The Singapore Convention could be a real boost for mediation in Asia and bring actual use of mediation in line with the favourable perceptions mediation enjoys.

How will the Singapore Convention work?

Just as the New York Convention provided a framework for the recognition and enforcement of arbitral awards, contributing to the popularity of arbitration, the Singapore Convention can do the same for international mediation. States Parties to the Singapore Convention must enforce an international mediated commercial settlement and allow a party to invoke such a settlement as a defence, upon the competent authority being supplied the signed settlement and evidence that it resulted from mediation.

States Parties may only refuse relief on exhaustive and limited grounds that include: incapacity of a party to the settlement; a serious breach of applicable standards by the mediator without which the party would not have entered into the settlement; a failure by the mediator to disclose circumstances that raise justifiable doubts as to the mediator’s impartiality or independence without which failure the party would not have entered into the settlement; and where relief will be contrary to public policy.

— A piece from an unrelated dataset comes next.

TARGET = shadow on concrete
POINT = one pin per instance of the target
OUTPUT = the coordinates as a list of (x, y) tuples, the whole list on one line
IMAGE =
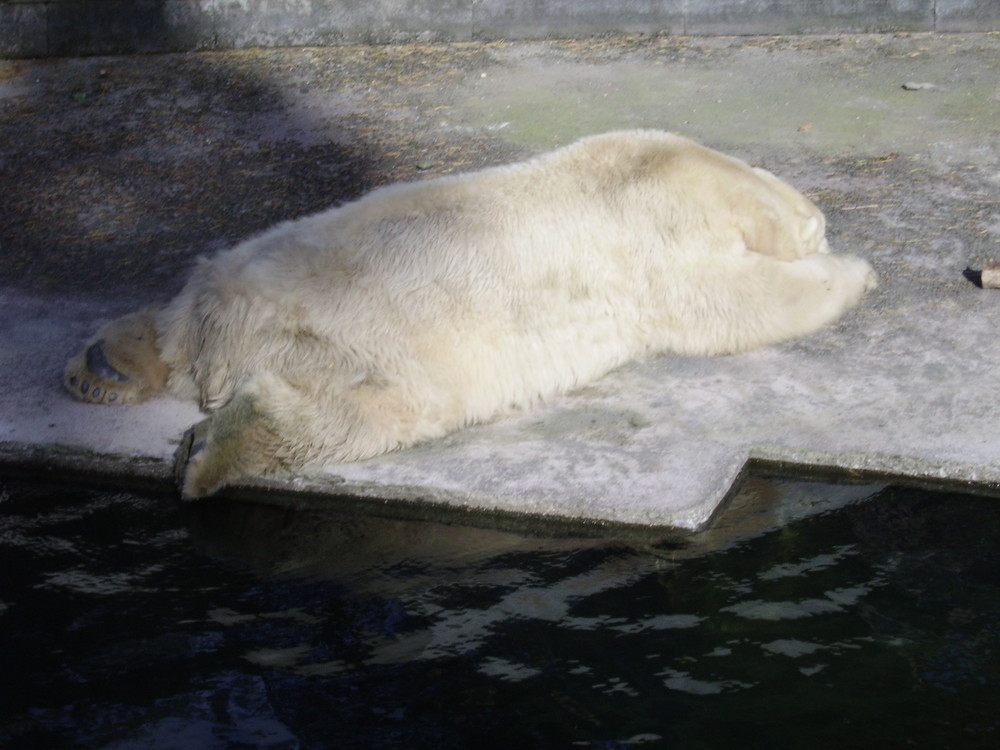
[(117, 172)]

Without the Singapore Convention, enforcing mediated settlement agreements internationally is a costly and complex endeavour fraught with uncertainty. The Singapore Convention provides a simple framework that provides a straightforward, efficient and predictable path to enforcement.

Given the benefits of the Singapore Convention, it is hoped that Asian countries will widely support it, and, together, usher in a brighter future for Asian dispute resolution.

Ms Eunice Chua is the Chief Executive Officer, Financial Industry Disputes Resolution Centre, Singapore, and a Research Fellow of the Singapore Management University.